Stating that malware and cyber attacks were not limited to data systems, he pointed out that viruses tend to attack patients as well as medical data.
Narayana Health and Cisco have signed a memorandum of understanding to roll out a medical grade network that will enable the hospital to offer diagnostic services in oncology, neurology, cardiology, and nephrology, to patients in the remote areas of the country.
Pointing out that telemedicine services have been predicted as the next big thing in India’s healthcare sector, Gopalratnam notes it is imperative to have a product that decreases complexity and enables healthcare providers to serve patients almost everywhere.
Cisco’s solution brings voice, two-way video and data to wherever patients are located, and even enables ECG, other vitals and radiology, and analytics of medical reports.
The solution also allows doctors to conduct highly critical diagnostics such as Diacom viewing and detection of thrombolysis in cardiac care.
The encrypted, secure platform also ensures the privacy of patient records, and the service is stored in the cloud.
“We did a pilot in Raichur around 3-4 years ago, wherein we adopted five villages. In 2010, we also used the solution in a remote part of Karnataka prior to its rollout,” adds Gopalratnam, who is also Cisco’s Chief Information Officer (CIO).

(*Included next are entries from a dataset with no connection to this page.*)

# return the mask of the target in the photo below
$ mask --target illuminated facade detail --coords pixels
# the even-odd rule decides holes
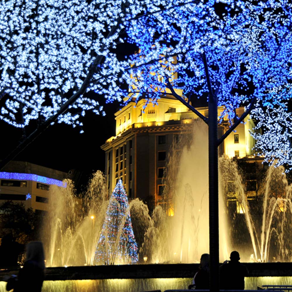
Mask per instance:
[[[58,187],[66,187],[67,184],[61,180],[50,178],[41,175],[31,173],[18,173],[15,172],[0,172],[0,179],[18,180],[31,180],[38,182],[43,182],[48,185],[54,185]]]
[[[0,204],[13,201],[26,208],[47,211],[50,187],[67,187],[61,180],[68,174],[33,164],[11,161],[4,170],[0,172]]]
[[[198,118],[171,96],[161,97],[158,104],[144,109],[146,102],[145,100],[137,103],[135,100],[131,102],[115,114],[116,135],[108,139],[101,147],[105,152],[105,173],[109,191],[112,191],[121,179],[129,199],[140,198],[147,202],[151,209],[163,201],[167,157],[172,145],[178,144],[184,134],[190,132]],[[208,116],[207,108],[198,109]],[[218,109],[218,114],[222,110]],[[237,110],[239,117],[244,112],[243,108]],[[150,115],[154,112],[153,120],[154,116]],[[120,121],[124,120],[124,117],[129,118],[120,124]],[[254,154],[254,140],[249,131],[252,131],[254,125],[248,117],[244,122],[234,133],[238,137],[238,143],[234,143],[233,135],[229,135],[219,147],[220,155],[242,158]],[[228,123],[226,117],[218,131],[224,133],[228,128]],[[176,149],[176,151],[178,154],[181,150]]]

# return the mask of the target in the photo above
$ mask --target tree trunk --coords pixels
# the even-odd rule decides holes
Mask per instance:
[[[219,290],[219,223],[217,98],[209,95],[209,224],[210,290]]]

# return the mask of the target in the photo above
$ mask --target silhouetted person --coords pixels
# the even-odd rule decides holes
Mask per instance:
[[[225,290],[244,290],[244,277],[248,274],[246,267],[241,264],[238,251],[230,254],[230,260],[220,266],[220,288]]]
[[[10,283],[8,280],[6,290],[14,288],[14,292],[41,292],[44,278],[44,260],[42,243],[38,241],[29,243],[23,267],[20,270],[16,281]]]
[[[200,260],[199,270],[196,273],[192,285],[189,289],[199,289],[210,288],[210,256],[208,253],[203,253]]]
[[[17,267],[18,256],[24,249],[24,246],[15,241],[11,234],[4,236],[0,246],[0,267]]]

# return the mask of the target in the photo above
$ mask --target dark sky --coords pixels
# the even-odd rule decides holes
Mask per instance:
[[[114,113],[119,107],[117,102],[105,105],[105,117],[87,112],[82,120],[83,134],[79,133],[80,129],[65,124],[50,126],[14,160],[66,172],[72,169],[88,173],[98,169],[104,171],[104,152],[100,147],[107,139],[115,135]],[[1,120],[0,129],[1,159],[17,145],[22,131]]]

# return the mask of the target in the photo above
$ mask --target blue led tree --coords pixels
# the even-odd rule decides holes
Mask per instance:
[[[152,13],[173,5],[166,0],[0,3],[0,119],[23,130],[0,169],[50,125],[64,123],[82,133],[81,118],[87,111],[104,114],[91,92],[108,102],[121,100],[114,93],[129,64],[115,50],[129,20],[146,8]],[[36,120],[37,128],[27,134],[26,127]]]
[[[292,166],[290,2],[10,0],[2,1],[0,10],[0,97],[6,98],[0,118],[20,127],[39,118],[46,120],[43,127],[58,119],[82,126],[79,119],[85,111],[100,110],[86,93],[121,101],[128,95],[120,88],[126,81],[130,98],[155,104],[161,94],[172,94],[208,124],[215,289],[218,145],[250,114],[264,130],[254,134],[260,154],[287,169]],[[121,58],[114,49],[125,41],[125,31],[126,41],[140,49]],[[190,102],[206,96],[208,118]],[[246,110],[237,117],[241,105]],[[219,116],[218,106],[223,107]],[[218,138],[218,125],[226,115],[229,129]]]
[[[127,194],[119,180],[110,199],[98,242],[95,264],[134,263],[138,261]]]
[[[131,77],[124,75],[130,96],[155,104],[161,95],[172,95],[208,127],[213,291],[219,284],[218,146],[250,114],[264,131],[253,134],[259,154],[270,164],[292,167],[291,14],[287,0],[198,1],[133,20],[127,29],[128,41],[140,49],[130,57]],[[190,102],[206,97],[208,117]],[[240,105],[246,110],[238,117]],[[218,125],[227,115],[229,128],[218,138]]]

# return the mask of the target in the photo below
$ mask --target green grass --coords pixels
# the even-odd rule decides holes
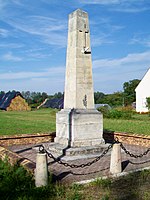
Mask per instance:
[[[134,114],[130,120],[104,118],[104,129],[115,132],[150,135],[150,117],[148,114]]]
[[[150,170],[116,179],[96,179],[87,185],[52,183],[36,188],[31,174],[18,164],[0,160],[1,200],[149,200]]]
[[[55,131],[56,111],[41,109],[0,112],[0,135],[48,133]]]
[[[28,112],[0,111],[0,135],[50,133],[55,131],[55,109]],[[104,118],[104,129],[150,135],[150,116],[134,114],[132,119]]]

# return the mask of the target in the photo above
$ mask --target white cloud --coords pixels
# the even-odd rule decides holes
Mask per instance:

Cisco is to integrate and set up the advanced telemedicine solution across three centres at first. Sirsi and Bellary in Karnataka and Rajarhat, “a new township in West Bengal, would be linked via the main centre” at Narayana Health City located in Bommasandra, Bengaluru, Karnataka.

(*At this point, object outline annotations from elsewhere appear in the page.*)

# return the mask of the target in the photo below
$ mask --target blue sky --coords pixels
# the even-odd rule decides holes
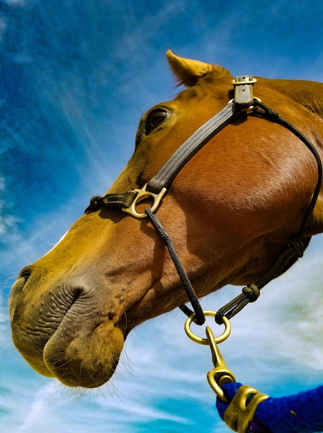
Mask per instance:
[[[132,332],[108,386],[71,391],[12,347],[8,295],[19,270],[111,184],[142,113],[176,95],[168,48],[233,75],[322,82],[322,22],[319,0],[0,1],[1,432],[229,431],[205,379],[210,353],[185,335],[181,312]],[[322,245],[316,237],[223,343],[239,380],[263,392],[322,382]],[[203,305],[216,309],[239,290]]]

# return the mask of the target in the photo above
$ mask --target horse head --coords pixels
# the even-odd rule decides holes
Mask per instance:
[[[136,149],[109,194],[141,189],[232,98],[226,69],[167,52],[186,88],[142,118]],[[255,96],[322,153],[322,84],[258,78]],[[257,280],[299,231],[317,182],[315,158],[292,132],[252,113],[212,137],[176,174],[156,210],[199,297]],[[149,199],[137,205],[138,212]],[[323,231],[323,194],[304,233]],[[23,269],[10,300],[12,338],[37,371],[93,387],[113,374],[124,338],[187,302],[147,218],[118,208],[86,212]]]

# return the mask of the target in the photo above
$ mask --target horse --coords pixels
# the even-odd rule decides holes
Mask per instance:
[[[299,233],[306,246],[323,232],[317,160],[323,84],[243,77],[242,86],[232,86],[223,67],[170,50],[167,57],[185,89],[142,117],[133,154],[107,195],[94,198],[59,242],[21,271],[10,293],[16,347],[36,371],[69,387],[107,382],[135,326],[187,303],[153,217],[169,234],[196,298],[228,284],[252,288]],[[243,108],[251,91],[257,98]],[[172,156],[228,104],[239,115],[169,174]],[[261,104],[294,129],[263,116]],[[165,166],[166,187],[155,182],[148,190]]]

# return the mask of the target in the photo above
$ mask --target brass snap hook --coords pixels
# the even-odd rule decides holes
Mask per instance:
[[[215,317],[216,311],[203,311],[204,315]],[[225,362],[220,352],[218,344],[228,338],[231,332],[231,324],[227,317],[223,317],[223,323],[225,326],[224,331],[218,337],[214,335],[209,326],[206,326],[206,338],[202,338],[196,335],[191,330],[190,325],[195,318],[195,314],[192,314],[186,320],[185,330],[188,337],[199,344],[210,346],[212,358],[214,368],[207,373],[207,380],[211,388],[215,394],[223,400],[228,403],[224,395],[222,387],[225,383],[236,382],[235,377],[231,370],[227,367]]]

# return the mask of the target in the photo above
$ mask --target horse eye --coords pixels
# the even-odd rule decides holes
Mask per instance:
[[[158,108],[149,113],[146,120],[146,135],[150,133],[167,117],[168,113],[164,109]]]

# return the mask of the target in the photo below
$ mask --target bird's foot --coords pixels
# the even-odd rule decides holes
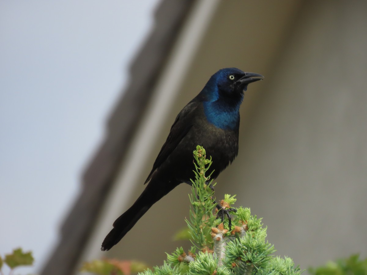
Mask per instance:
[[[224,217],[226,216],[228,219],[228,229],[230,231],[232,229],[232,218],[229,214],[230,212],[237,212],[237,209],[236,208],[224,208],[218,203],[217,204],[217,208],[218,209],[218,213],[217,215],[217,219],[220,219],[222,222],[224,221]]]

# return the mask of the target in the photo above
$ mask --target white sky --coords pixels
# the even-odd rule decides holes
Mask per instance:
[[[158,0],[0,1],[0,255],[39,272]]]

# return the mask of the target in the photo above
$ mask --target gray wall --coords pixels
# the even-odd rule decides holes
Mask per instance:
[[[367,2],[308,1],[221,179],[303,268],[367,256],[366,73]]]
[[[248,2],[218,6],[160,140],[142,156],[149,164],[131,202],[178,110],[215,70],[237,67],[265,79],[247,93],[239,156],[217,179],[217,196],[237,194],[237,206],[264,217],[277,253],[301,268],[366,257],[367,2]],[[170,241],[185,226],[189,190],[163,198],[105,255],[161,264],[164,252],[189,247]]]

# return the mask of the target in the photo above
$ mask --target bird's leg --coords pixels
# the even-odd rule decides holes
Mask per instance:
[[[208,183],[208,184],[207,184],[207,186],[208,185],[209,188],[211,189],[212,191],[214,191],[214,186],[210,184],[209,183]],[[223,208],[221,205],[215,201],[214,201],[214,203],[215,205],[215,207],[217,207],[217,209],[218,209],[218,213],[217,216],[217,218],[219,219],[220,218],[222,222],[223,222],[224,221],[225,215],[227,216],[227,217],[228,219],[228,227],[230,231],[232,228],[232,218],[230,216],[230,215],[229,214],[229,212],[237,212],[237,209],[233,208],[226,209],[225,208]]]
[[[232,219],[230,215],[229,214],[229,212],[237,212],[237,209],[236,208],[228,208],[228,209],[224,208],[219,203],[215,201],[214,202],[214,203],[216,204],[215,206],[217,207],[217,209],[218,209],[218,213],[217,215],[217,218],[220,218],[221,220],[222,220],[222,221],[223,222],[224,221],[224,216],[227,216],[227,217],[228,219],[228,228],[230,231],[232,228]]]

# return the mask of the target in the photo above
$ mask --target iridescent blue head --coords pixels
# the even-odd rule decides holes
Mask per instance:
[[[208,121],[222,129],[238,129],[244,92],[249,83],[263,78],[236,68],[222,69],[212,76],[198,96]]]

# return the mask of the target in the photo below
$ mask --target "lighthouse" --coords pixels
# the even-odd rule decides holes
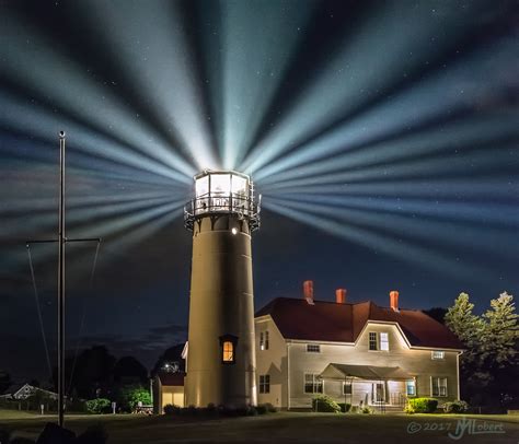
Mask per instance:
[[[184,222],[193,233],[185,404],[256,405],[251,236],[260,205],[233,171],[194,177]]]

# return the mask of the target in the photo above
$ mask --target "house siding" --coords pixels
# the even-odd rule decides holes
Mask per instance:
[[[268,331],[268,350],[260,349],[261,332]],[[256,387],[258,404],[270,402],[277,408],[286,408],[288,404],[287,390],[287,343],[279,332],[274,320],[268,317],[256,319]],[[260,393],[260,376],[270,376],[270,393]]]
[[[269,331],[269,349],[260,350],[260,332]],[[387,332],[389,351],[370,351],[369,332]],[[308,343],[319,343],[321,352],[307,352]],[[287,354],[288,350],[288,354]],[[442,350],[442,349],[437,349]],[[319,341],[286,340],[270,316],[256,319],[256,378],[270,375],[270,393],[258,394],[258,402],[270,402],[280,408],[310,408],[314,395],[304,393],[304,374],[321,374],[330,363],[356,365],[400,366],[416,378],[416,396],[431,396],[431,377],[447,378],[447,397],[438,397],[439,404],[458,399],[458,351],[445,350],[443,360],[432,360],[431,349],[410,349],[401,330],[394,324],[369,322],[357,342],[323,343]],[[288,367],[290,372],[288,374]],[[289,376],[289,377],[288,377]],[[335,400],[359,405],[368,400],[377,381],[354,381],[353,395],[343,395],[341,381],[324,381],[323,393]],[[399,394],[405,396],[405,383],[384,383],[385,400],[395,402]],[[287,390],[288,388],[288,390]],[[289,399],[288,399],[289,397]]]

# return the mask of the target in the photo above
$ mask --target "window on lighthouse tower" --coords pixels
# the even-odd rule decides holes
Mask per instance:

Stating that primary healthcare and its inaccessibility is a persistent concern, Gopalratnam notes that though health care access and solutions have evolved to a higher stage in urban areas, it needs to be delivered remotely to patients in rural pockets.
“Correct diagnosis is crucial while dealing with a patient who has undergone a brain stroke. There needs to be a complete vision to ensure a more accurate diagnosis,” he says, adding that hospitals have begun the transition to creating infrastructure that adds value to patient care.

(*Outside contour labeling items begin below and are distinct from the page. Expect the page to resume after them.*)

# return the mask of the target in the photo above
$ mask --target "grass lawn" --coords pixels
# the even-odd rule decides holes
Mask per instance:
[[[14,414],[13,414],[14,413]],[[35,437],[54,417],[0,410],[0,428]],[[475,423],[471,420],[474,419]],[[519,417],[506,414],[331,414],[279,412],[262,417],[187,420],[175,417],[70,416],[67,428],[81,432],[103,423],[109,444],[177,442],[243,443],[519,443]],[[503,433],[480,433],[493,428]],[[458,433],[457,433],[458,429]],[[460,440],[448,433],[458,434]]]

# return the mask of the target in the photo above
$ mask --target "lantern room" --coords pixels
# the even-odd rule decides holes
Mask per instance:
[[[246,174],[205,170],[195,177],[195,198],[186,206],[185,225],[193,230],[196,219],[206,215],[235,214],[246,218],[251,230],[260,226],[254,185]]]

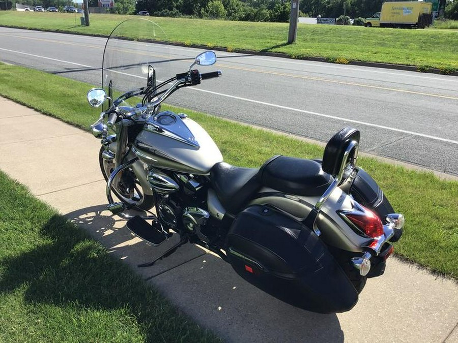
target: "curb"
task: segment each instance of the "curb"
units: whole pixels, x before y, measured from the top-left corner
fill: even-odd
[[[34,31],[41,31],[43,32],[53,32],[56,34],[66,34],[67,35],[76,35],[77,36],[87,36],[93,37],[100,37],[102,38],[108,38],[108,36],[105,35],[97,35],[96,34],[83,34],[80,32],[74,32],[72,31],[66,30],[48,30],[43,28],[37,28],[33,27],[25,27],[23,26],[9,26],[6,25],[0,24],[0,27],[9,27],[12,28],[20,28],[25,30],[31,30]],[[126,38],[126,40],[131,40],[129,38]],[[173,45],[175,46],[182,46],[187,48],[194,48],[196,49],[204,49],[216,50],[217,51],[224,51],[226,52],[235,52],[237,53],[244,53],[249,55],[255,55],[260,56],[268,56],[270,57],[280,57],[282,58],[289,58],[290,59],[300,59],[303,60],[310,60],[317,62],[324,62],[326,63],[331,63],[332,64],[341,64],[343,65],[350,65],[352,66],[360,66],[361,67],[371,67],[373,68],[384,68],[386,69],[395,69],[397,70],[405,70],[410,72],[417,72],[418,73],[423,73],[425,74],[436,74],[441,75],[458,76],[458,70],[450,73],[449,74],[445,74],[441,72],[441,70],[438,68],[428,68],[426,70],[420,70],[420,67],[415,66],[408,66],[406,65],[396,65],[391,64],[389,63],[381,63],[379,62],[368,62],[358,60],[350,60],[347,64],[338,64],[334,63],[330,61],[328,59],[325,57],[301,57],[300,58],[295,58],[291,56],[281,52],[270,52],[268,51],[256,51],[244,49],[234,49],[232,51],[228,51],[227,48],[224,47],[209,47],[207,45],[202,44],[190,44],[187,45],[180,42],[162,42],[160,41],[155,41],[151,39],[139,39],[139,42],[144,42],[146,43],[154,43],[160,44],[168,44],[169,45]]]

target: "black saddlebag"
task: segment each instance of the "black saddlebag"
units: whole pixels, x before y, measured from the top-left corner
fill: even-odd
[[[343,312],[358,292],[326,245],[312,230],[271,207],[240,212],[226,250],[244,279],[280,300],[322,313]]]

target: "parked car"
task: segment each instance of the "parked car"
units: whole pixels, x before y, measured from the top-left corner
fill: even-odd
[[[67,6],[64,8],[64,12],[69,13],[78,13],[78,10],[73,6]]]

“Narayana Health has a strong strategy in place, and though their telemedicine solution has evolved, there is a higher requirement of bandwidth. We have got it in place, including data video on IP (Internet Protocol), which conform to the secure medical grade network regulation that ensures patient confidentiality,” says the CIO, adding the enhanced version of the solution would be rolled out at multi-speciality hospitals.